“We are too late if we only speak of murder; because before that moment a journalist gets harassed, physically, psychologically and financially,” said Paul Caruana Galizia.
He and two other sons of assassinated Maltese journalist, Daphne Caruana Galizia, were taking part in a panel discussion at an event in Austria on 11 December. It was organized by Harlem Désir, the representative on the freedom of media for the Organization for Security and Co-operation in Europe (OSCE), and the Department of Communication of the University of Vienna.
Caruana Calizia described how, before her murder, his mother had suffered threats and attacks, 57 law suits, had her bank accounts frozen, and be subjected to arrest and accusations of tax evasion.
“All of this [has] gone unpunished,” he stated, warning further that culprits who harassed journalists in life, also sought to undermine their reputation in death.
There was no crime against journalists that happened without threats and an environment that prepared the act of the murder, noted the OSCE Representative.

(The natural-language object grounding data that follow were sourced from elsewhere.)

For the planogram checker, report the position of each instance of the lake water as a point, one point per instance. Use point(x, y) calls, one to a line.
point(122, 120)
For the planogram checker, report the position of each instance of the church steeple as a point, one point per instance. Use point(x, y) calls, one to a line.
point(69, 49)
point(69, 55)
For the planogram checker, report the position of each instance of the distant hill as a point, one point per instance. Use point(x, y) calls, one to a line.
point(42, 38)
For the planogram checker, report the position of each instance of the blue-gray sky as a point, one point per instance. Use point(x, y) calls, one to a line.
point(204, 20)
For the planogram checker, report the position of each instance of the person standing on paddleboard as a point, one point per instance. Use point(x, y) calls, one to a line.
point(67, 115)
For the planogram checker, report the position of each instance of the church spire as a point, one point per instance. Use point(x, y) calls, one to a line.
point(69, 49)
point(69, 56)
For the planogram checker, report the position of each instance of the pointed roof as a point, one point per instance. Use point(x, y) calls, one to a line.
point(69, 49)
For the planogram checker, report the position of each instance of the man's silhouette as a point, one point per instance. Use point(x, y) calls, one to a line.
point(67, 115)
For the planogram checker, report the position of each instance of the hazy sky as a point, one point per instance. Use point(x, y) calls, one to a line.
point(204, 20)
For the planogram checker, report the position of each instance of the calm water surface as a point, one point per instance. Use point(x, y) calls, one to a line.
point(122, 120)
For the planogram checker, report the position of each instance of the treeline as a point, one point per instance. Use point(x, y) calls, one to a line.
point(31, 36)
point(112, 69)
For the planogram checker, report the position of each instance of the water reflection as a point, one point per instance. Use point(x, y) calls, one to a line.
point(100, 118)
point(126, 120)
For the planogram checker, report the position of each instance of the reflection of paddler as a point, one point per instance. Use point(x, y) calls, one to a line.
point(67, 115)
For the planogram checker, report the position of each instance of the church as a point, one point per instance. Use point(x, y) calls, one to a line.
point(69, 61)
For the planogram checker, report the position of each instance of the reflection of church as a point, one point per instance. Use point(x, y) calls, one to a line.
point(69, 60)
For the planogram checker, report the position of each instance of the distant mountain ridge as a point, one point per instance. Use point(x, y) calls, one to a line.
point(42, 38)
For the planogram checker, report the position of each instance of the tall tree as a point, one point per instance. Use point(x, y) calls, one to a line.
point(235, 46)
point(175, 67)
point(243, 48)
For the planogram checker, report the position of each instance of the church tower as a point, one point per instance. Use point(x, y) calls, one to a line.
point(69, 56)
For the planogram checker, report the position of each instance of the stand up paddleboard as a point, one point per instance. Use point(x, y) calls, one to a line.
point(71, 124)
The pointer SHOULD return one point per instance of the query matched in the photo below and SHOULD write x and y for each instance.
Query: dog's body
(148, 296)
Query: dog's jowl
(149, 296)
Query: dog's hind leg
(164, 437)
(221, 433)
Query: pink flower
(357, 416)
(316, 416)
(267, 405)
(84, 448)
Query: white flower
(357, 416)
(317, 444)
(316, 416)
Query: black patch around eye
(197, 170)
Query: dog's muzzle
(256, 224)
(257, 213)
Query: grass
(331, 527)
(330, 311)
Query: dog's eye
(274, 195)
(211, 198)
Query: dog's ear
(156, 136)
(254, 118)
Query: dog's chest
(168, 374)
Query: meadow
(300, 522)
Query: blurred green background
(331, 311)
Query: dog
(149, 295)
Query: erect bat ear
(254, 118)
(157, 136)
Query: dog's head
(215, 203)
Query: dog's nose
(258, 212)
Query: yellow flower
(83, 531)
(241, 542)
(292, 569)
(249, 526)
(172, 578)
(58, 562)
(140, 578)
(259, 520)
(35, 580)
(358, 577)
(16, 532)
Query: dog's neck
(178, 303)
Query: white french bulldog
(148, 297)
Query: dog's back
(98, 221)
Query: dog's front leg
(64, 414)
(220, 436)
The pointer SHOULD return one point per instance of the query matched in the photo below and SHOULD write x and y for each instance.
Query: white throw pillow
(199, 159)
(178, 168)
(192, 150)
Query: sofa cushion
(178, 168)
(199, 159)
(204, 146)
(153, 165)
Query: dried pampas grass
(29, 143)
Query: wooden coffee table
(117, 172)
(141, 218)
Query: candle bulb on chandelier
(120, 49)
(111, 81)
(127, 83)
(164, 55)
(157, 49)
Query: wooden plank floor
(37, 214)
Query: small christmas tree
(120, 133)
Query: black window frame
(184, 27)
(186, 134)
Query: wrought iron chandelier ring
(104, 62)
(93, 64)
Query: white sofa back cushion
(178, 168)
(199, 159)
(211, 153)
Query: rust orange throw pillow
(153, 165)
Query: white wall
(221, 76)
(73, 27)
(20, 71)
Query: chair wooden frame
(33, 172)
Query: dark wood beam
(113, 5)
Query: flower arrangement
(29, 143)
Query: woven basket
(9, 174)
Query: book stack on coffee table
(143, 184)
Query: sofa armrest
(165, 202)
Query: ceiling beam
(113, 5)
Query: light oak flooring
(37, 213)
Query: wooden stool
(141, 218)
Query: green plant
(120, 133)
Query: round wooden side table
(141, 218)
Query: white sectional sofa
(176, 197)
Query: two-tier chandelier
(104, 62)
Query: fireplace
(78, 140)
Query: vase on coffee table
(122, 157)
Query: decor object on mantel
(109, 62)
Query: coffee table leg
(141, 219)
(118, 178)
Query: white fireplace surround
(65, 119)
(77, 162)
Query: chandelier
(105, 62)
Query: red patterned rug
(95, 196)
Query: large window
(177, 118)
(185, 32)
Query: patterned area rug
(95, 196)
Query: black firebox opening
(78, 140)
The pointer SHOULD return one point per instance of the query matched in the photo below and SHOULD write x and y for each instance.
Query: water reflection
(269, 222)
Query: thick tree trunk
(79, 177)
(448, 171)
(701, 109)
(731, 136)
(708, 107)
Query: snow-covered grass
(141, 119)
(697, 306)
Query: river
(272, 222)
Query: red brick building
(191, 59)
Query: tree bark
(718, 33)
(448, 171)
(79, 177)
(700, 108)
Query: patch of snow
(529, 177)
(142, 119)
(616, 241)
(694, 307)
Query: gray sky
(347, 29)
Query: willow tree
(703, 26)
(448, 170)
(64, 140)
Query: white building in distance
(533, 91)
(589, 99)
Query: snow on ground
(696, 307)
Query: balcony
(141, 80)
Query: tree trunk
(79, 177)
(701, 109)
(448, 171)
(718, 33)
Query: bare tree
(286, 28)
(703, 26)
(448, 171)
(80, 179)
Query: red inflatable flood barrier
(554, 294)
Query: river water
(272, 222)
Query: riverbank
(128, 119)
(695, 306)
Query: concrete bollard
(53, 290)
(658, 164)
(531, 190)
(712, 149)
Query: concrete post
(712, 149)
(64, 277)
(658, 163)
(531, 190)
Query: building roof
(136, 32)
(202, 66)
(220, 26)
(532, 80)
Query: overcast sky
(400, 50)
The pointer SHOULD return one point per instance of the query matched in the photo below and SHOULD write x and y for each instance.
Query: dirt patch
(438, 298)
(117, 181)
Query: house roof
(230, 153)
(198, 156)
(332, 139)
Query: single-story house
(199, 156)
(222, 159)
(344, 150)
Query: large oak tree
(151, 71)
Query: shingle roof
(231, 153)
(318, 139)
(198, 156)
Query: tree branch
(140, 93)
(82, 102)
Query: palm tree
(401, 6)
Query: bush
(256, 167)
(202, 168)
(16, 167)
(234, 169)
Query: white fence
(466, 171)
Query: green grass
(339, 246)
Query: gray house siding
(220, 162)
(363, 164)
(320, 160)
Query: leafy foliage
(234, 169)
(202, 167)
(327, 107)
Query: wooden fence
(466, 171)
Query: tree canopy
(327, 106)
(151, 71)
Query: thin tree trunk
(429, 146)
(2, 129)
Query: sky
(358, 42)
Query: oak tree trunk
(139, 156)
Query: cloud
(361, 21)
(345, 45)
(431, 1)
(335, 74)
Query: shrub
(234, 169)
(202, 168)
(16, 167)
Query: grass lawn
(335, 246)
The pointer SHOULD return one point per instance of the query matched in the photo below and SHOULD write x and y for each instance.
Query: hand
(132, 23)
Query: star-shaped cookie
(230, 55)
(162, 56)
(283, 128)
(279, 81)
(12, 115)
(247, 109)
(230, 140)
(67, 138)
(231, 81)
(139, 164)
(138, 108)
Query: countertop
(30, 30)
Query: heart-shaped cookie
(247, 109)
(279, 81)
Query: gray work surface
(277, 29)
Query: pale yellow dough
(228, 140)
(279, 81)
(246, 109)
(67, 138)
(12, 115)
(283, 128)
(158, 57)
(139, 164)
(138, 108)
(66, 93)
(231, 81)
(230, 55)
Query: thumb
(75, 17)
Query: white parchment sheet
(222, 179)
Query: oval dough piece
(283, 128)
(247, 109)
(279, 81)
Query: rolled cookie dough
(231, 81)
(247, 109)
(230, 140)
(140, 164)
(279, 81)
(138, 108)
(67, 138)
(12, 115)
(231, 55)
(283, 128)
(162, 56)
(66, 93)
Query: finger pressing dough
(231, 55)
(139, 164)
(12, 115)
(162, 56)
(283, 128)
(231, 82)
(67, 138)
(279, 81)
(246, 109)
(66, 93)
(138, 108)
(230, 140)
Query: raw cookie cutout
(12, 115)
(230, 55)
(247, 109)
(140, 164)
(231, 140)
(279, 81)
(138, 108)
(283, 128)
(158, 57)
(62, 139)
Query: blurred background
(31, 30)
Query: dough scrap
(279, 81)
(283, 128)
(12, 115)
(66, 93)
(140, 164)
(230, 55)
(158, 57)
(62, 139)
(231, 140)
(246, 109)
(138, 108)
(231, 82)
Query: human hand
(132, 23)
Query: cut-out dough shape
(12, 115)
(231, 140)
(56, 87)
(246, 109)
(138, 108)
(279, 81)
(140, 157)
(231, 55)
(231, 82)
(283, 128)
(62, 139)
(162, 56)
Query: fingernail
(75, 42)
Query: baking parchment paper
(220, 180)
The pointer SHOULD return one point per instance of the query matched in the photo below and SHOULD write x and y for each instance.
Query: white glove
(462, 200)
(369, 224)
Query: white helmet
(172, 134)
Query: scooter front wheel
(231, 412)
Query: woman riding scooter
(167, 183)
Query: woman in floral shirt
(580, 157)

Speaking at the event, UNESCO director for freedom of expression and media development Guy Berger said that monitoring of attacks on journalists was vital for acknowledgement and remembrance, as well as for building the necessary knowledge to develop mechanisms for prevention, protection and procurement of justice.
“Sustainable Development Goal 16.10 provides a real opportunity to strengthen monitoring, because it includes an indicator on killings, enforced disappearances and arbitrary detention,” said Berger.
He cited the Outcome Document of the 2017 consultation on strengthening the UN Plan of Action and the Safety of Journalists and the Issue of Impunity. This document highlighted options to expand research partnerships and share good practices.
Berger added that “UNESCO’s 2017 General Conference passed a resolution encouraging Member States to carry out, on a voluntary basis, national monitoring of Indicator 16.10.1 on the safety of journalists”.
The UNESCO official also highlighted the value of growing involvement of academics in researching safety and impunity issues, and the potential partnerships between them and other actors.
The Permanent Representative of Lithuania to International Organizations in Vienna, Aurimas Taurantas, in reference to the existence of ambassadorial groups of “friends of safety” at UNESCO, UN General Assembly and the UN Human Rights Council, raised the question of an equivalent body being set up at the OSCE.